The NHS is an exemplary model of a health system with robust primary care. But, at the risk of being cliché, any system is only as strong as its weakest link. Quality indicators, whether linked to QOF or used as an audit tool, must cover the full range of UK general practice. The on-going restructuring of the NHS may only further marginalise the care of children and adolescents whose interests are often poorly represented.

These quality indicators provide a starting point. They are a set of tools for clinicians working with children. What we need now is for individuals to pick up the tools and get to work. In the US, primary care indicators were signed into law by President Obama in 2009 through the Children’s Health Insurance Program Reauthorisation Act. Why are there not similar initiatives in the UK? Bold steps are needed to implement paediatric indicators in UK primary care.

[bctt tweet=”BJGP Blog: Bold steps needed to implement paediatric indicators in UK primary care.”]

The paper is Open Access and available at http://bjgp.org/content/64/629/e752



1.     Gill PJ, O’Neill B, Rose P, Mant D, Harnden A. Primary care quality indicators for children: measuring quality in UK general practice. Br J Gen Pract. 2014 Dec;64(629):e752-7. doi: 10.3399/bjgp14X682813.

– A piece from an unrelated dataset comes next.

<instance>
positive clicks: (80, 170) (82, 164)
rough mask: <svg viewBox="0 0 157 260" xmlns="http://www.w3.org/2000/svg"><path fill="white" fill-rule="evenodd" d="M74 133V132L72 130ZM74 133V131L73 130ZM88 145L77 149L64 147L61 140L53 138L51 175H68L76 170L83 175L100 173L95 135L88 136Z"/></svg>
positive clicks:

2.     Dowell A, Turner N. Child health indicators: from theoretical frameworks to practical reality? Br J Gen Pract. 2014 Dec;64(629):608-9. doi: 10.3399/bjgp14X682585.

3.     Gill PJ, Hewitson P, Peile E, Harnden A. Prioritizing areas for quality marker development in children in UK general practice: extending the use of the nominal group technique. Fam Pract. 2012 Oct;29(5):567-75.

4.     Gill PJ, Wang KY, Mant D, Hartling L, Heneghan C, Perera R, Klassen T, Harnden A. The Evidence Base for Interventions Delivered to Children in Primary Care: An Overview of Cochrane Systematic Reviews. PLoS One. 2011; 6(8): e23051. doi:10.1371/journal.pone.0023051

5.     Gill PJ, Goldacre MJ, Mant D, Heneghan C, Thomson A, Seagroatt V, Harnden A. Increase in emergency admissions to hospital for children aged under 15 in England, 1999-2010: national database analysis. Arch Dis Child. 2013 May;98(5):328-34. doi: 10.1136/archdischild-2012-302383.

6.     Gill PJ, Hislop J, Mant D, Harnden A. General practitioners’ views on quality markers for children in UK primary care: a qualitative study. BMC Fam Pract. 2012 Sept 14;13(1):92 doi:10.1186/1471-2296-13-92.